For those of us who have never been to war, we must rely on these written impressions as being accurate and true. The soldier-writer wants us to feel what he's felt and here, Bill Shanahan, a specialist in the Vietnam war, empties those moments out on the page in creating a moving, if sometimes labored memoir.
The Lurps (Long Range Patrol) were soldiers inserted behind enemy lines to gather intelligence and information on the NVA and Vietcong. Stealth Patrol weaves together the diary of a dozen or so Lurp missions and brings the reader into the Asian jungle, surrounded by hostiles, and explains how a man is capable of not only engaging in such mind-terrorizing work but also thrive on it.
In simple language, at times grammatically awkward but essentially well-constructed, Shanahan describes how he was coaxed into becoming a Ranger (what the Lurp was eventually called), what the training was like, and what his early missions entailed. But, quite craftily, he focused on the men he worked with, and talked about their strengths and heroics while on site, rather than what they were required to complete.
The bond formed between the men was really the most unbelievable aspect portrayed here as Team Leaders (TL) and Assistant Team Leaders (ATL) would ofttimes take point (be the man in front leading the expedition)and put themselves in harm's way in an attempt to keep their company safe.
It's hard to imagine what it takes to become a Lurp but those emotions and elements are clearly presented. The author tells how scared he was, how unsure in undertaking an assignment; he wasn't afraid to lay his soul on the line.
The sole aspect that became a bit redundant was the repetitious manner in which each patrol was described. It read something like a laundry list, and the book found itself in sluggish waters during these chapters. One insertion sounded like the one before.

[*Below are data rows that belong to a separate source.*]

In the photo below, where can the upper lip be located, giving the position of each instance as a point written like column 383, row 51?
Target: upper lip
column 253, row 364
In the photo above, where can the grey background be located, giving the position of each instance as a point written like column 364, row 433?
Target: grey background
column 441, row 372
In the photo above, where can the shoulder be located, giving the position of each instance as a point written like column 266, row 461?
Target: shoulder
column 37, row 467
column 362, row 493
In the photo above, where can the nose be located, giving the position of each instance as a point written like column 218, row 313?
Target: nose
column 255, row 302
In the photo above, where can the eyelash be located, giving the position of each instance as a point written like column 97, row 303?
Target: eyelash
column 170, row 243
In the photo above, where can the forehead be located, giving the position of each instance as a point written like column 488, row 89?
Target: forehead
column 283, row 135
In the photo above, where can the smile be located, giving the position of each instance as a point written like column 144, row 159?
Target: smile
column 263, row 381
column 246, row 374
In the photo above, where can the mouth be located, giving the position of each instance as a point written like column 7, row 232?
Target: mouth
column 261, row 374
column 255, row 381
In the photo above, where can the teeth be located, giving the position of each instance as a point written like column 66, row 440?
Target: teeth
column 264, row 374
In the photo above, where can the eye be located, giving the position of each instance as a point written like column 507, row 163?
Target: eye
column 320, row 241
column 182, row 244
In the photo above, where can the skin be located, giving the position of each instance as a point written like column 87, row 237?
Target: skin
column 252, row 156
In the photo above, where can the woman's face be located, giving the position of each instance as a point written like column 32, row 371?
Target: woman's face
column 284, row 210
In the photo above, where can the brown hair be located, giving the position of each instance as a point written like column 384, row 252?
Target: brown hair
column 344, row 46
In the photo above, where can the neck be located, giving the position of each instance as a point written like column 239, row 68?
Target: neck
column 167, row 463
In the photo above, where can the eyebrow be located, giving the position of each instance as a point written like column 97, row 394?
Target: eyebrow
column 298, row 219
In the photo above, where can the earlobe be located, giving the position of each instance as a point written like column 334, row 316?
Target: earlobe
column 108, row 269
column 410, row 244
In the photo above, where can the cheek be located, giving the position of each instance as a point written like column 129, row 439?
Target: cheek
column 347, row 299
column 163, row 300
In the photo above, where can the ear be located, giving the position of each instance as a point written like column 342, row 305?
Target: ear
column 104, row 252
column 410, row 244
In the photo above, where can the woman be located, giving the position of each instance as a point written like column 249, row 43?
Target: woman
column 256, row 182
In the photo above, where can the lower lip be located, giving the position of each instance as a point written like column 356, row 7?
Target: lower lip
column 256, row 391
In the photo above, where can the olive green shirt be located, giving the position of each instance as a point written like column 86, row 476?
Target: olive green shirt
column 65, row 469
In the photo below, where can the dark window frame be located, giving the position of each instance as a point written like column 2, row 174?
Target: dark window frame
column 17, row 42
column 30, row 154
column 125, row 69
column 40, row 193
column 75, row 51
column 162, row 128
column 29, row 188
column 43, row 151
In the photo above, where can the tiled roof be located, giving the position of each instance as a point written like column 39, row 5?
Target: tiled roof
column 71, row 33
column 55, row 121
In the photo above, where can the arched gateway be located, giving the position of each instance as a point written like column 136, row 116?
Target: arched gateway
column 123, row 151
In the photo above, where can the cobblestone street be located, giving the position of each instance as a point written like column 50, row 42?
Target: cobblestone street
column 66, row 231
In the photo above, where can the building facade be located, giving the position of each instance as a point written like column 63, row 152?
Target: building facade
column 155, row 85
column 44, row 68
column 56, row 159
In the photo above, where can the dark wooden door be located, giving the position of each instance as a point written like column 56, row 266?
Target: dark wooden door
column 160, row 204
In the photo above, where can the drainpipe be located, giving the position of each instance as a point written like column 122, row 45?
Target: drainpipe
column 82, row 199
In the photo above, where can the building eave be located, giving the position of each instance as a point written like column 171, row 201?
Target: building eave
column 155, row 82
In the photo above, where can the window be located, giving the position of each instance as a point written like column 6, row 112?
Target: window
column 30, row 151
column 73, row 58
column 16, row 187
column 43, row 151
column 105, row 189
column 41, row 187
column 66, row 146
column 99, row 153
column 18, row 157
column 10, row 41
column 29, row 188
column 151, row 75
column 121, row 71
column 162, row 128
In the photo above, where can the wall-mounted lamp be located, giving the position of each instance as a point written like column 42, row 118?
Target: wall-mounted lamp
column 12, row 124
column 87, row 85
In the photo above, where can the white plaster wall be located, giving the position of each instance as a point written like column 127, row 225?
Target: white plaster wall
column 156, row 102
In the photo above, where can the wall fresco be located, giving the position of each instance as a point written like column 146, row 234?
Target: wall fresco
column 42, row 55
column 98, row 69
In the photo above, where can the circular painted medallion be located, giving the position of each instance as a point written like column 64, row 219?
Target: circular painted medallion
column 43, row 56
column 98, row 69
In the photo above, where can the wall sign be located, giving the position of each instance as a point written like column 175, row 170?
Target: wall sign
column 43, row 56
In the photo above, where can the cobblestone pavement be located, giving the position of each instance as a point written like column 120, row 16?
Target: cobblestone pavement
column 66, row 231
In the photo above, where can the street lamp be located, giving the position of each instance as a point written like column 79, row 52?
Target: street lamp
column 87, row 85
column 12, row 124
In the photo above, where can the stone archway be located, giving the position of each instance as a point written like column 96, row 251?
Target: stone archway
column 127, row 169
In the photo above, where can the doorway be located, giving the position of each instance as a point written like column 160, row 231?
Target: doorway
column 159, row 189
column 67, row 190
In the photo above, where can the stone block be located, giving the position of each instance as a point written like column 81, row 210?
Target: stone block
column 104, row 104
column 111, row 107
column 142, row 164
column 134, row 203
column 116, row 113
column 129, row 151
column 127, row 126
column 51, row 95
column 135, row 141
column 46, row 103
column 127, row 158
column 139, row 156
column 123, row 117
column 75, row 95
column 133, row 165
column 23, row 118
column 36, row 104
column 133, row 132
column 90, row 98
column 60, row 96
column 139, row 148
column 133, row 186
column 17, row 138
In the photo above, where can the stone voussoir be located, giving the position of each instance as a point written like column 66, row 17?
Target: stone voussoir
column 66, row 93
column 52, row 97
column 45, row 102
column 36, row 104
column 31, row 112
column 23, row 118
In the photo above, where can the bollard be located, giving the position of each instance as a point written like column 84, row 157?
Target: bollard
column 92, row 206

But for anyone intrigued by the seemingly superhuman qualities necessary to become a Lurp soldier, Stealth Patrol explains it all. If you've ever tried to imagine what kind of fortitude and trust in your fellow soldier it took to be dropped miles inside enemy areas, this book is for you. For the author, his time overseas would become a lynchpin for the rest of his life. He even re-upped for a second tour of duty and no one does this without being profoundly affected by his experiences there.
In his description of a Lurp affectionately dubbed Tad, the writer spills his emotions onto the page in revealing how much he loved and respected him. And Tad, indeed, was one focused man; he re-upped for five tours, more than any other Ranger, and was ultimately forced to leave the field when the NVA put a hit out on him. It is in these descriptions of fellow mates that makes Bill's expose so emotionally engaging.

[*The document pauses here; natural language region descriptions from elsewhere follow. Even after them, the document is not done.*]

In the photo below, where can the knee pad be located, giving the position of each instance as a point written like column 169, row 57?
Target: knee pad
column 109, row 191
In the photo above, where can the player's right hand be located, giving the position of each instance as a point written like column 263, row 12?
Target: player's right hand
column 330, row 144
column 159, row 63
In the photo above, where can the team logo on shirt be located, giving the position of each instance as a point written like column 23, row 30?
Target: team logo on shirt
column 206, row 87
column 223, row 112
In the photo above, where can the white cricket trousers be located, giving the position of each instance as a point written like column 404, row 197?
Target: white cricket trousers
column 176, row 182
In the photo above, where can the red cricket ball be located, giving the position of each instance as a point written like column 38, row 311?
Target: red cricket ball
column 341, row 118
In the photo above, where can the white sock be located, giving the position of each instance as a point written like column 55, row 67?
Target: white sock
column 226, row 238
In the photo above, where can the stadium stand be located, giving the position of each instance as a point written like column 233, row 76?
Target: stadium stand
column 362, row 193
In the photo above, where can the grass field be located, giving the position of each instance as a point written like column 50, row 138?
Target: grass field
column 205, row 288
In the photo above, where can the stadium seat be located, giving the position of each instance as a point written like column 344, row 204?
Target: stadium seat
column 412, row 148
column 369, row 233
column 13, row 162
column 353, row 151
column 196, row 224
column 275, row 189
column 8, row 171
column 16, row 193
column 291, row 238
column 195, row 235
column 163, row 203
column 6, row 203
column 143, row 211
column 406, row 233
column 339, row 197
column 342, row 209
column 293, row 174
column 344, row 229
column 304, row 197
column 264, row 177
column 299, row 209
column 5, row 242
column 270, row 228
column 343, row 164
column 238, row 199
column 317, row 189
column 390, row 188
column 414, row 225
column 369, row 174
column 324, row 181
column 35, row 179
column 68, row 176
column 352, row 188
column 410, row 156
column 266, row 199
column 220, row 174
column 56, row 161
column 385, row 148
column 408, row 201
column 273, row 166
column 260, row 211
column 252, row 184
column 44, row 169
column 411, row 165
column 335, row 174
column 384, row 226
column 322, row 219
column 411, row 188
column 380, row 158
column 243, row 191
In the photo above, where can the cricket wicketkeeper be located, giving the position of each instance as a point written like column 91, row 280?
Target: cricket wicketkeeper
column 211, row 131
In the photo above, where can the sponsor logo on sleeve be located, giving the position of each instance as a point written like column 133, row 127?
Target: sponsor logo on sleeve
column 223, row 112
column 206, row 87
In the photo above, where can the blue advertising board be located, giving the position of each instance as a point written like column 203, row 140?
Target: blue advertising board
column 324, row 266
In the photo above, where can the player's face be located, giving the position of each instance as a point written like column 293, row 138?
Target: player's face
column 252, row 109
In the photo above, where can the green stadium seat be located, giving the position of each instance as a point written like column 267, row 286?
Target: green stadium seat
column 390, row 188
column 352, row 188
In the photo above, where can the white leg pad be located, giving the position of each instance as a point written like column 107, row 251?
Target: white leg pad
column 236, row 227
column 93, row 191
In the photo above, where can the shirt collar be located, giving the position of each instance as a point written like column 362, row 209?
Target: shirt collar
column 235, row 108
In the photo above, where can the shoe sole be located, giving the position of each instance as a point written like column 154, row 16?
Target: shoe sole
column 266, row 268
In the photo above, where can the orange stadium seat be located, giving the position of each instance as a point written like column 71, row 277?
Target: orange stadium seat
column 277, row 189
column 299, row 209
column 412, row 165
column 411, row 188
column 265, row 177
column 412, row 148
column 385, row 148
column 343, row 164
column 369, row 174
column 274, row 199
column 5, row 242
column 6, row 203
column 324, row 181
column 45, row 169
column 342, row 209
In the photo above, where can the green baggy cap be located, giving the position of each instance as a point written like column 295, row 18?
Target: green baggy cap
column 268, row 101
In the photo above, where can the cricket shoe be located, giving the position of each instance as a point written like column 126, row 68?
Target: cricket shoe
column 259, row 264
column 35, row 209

This is a scary book, scary because it reveals what it takes to go beyond the call of duty. These Lurps operated above and beyond what the line soldier went through. And anyone capable of inserting himself into operations where he looked into the evil eyes of death day after day is an extraordinary man. While this isn't quite an extraordinary book, it is a swift read. And if you weren't there, it does offer up emotions and episodes that might, in time, become long-distance landmarks for you to measure your life by.